12 thoughts on “British Supreme Court Gags Media From Printing Names In Widely Discussed Elton John Sex Scandal”

  1. Mr. Schulte- “Thank you for outing Elton John.” !!!!? WTF.

    This comment says it all, or at least a lot. Elton John has been “out” for something like thirty, forty years.

    I know this forum is no longer a place for vibrant debate and intellectual skirmishing, but still…there should be at least be some nominal bit of pretense to avoiding the vapid and desultory remarks that are intended to do nothing more than rack up frequency of participation points.

    1. snickers – the outing of Elton John had to do with his involvement in the lawsuit, not that he was gay. In the UK the papers are prevented from printing his name or the other defendants. You can untwist you panties now.

  2. I think all of us need to focus on the most vital and pressing issue of our times, instead of these trivial news stories. I speak, of course, of transgender bathrooms. So let’s us cease avoiding this issue and seeking distractions from it. Let us devote all of our free time to it. I’m confident that if we all do this, we will finally develop bathrooms that can be used by all, regardless of a person’s gender or genders, or various combinations and permutations thereof, whether or not involving body transformations, adjustments, or modifications of any kind, thereof.

  3. DAN —

    THINK: the owner here is a member of the 1%. How many 1%ers are progressive? Not many. The right-wing commenters are self-righteous, and they are usually the first ones to give us the benefits? of their opinion.

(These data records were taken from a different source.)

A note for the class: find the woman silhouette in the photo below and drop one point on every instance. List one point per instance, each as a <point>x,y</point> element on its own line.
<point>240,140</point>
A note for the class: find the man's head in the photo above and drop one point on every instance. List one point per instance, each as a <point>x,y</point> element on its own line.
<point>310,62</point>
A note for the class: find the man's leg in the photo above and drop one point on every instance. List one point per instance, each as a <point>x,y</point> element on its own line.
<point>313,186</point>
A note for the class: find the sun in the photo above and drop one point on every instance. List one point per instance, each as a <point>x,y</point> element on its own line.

A
    former LEO provides his special take on events each weekend. How often do you hear of a progressive Badge Man?

    They opine, we read — or don’t.

  4. A very poor article. For one thing, this isn’t a “rollback” or a “rapid decline”. British law has always been this way. They don’t have a written constitution, and do not have the same precedential history as the US. The ruling is technically correct, according to British law. There is no public interest in this story worthy of mention. It is merely the lowest form of tabloid voyeurism. Yes, foreign internet access has revealed the information. But are you suggesting that judges ignore the laws in place, or enact an extreme form of judicial activism? The laws probably do need to be changed, but that is a job for the UK legislature, not a court.

    I’m concerned because this site used to be a useful resource, and now seems to have descended into knee-jerk populism. Notice how most of the comments are right-wing and homophobic. Not good. I have noticed that all the old commentators have disappeared.

  5. Britain or England as it was called is not a free country. They do not have a Constitution or Bill of Rights. They worship a Queen. They wish to protect bent guys like Elton John and the upper class.

  6. Sir Elton gets LGBT protection while pedophile priests private sexual encounters go to court?

  7. Gary Triestman: It’s nearly impossible to get a gag order or even to seal a file or portion thereof in a California family court. The standard for good cause to do so way up there. Paternity cases are not available to public inspection without an order, however.

    Regarding Sir Elton, I thought all British Knights were protected against media investigation of their sexual promiscuity? Live and learn.

  8. This occurs daily here in America in a microcosm in thousands of court cases, usually family court cases.
    The courts issue gag orders on non-privileged information for the convenience of the court, usually to protect the court’s own injustices.
    The gag orders are effectively unappealable, because appeals can take months to years to address such unconstitutional orders.
    So although such activity is presumptively illegal here in America, it is treated effectively as a scofflaw by the very courts that are meant to protect them.

  9. Thank you for outing Elton John. I read an article on this in a British paper and they were prevented from naming names. I had no idea who they were talking about. All I know is that 3 people were involved, there was lubricant involved and they are famous.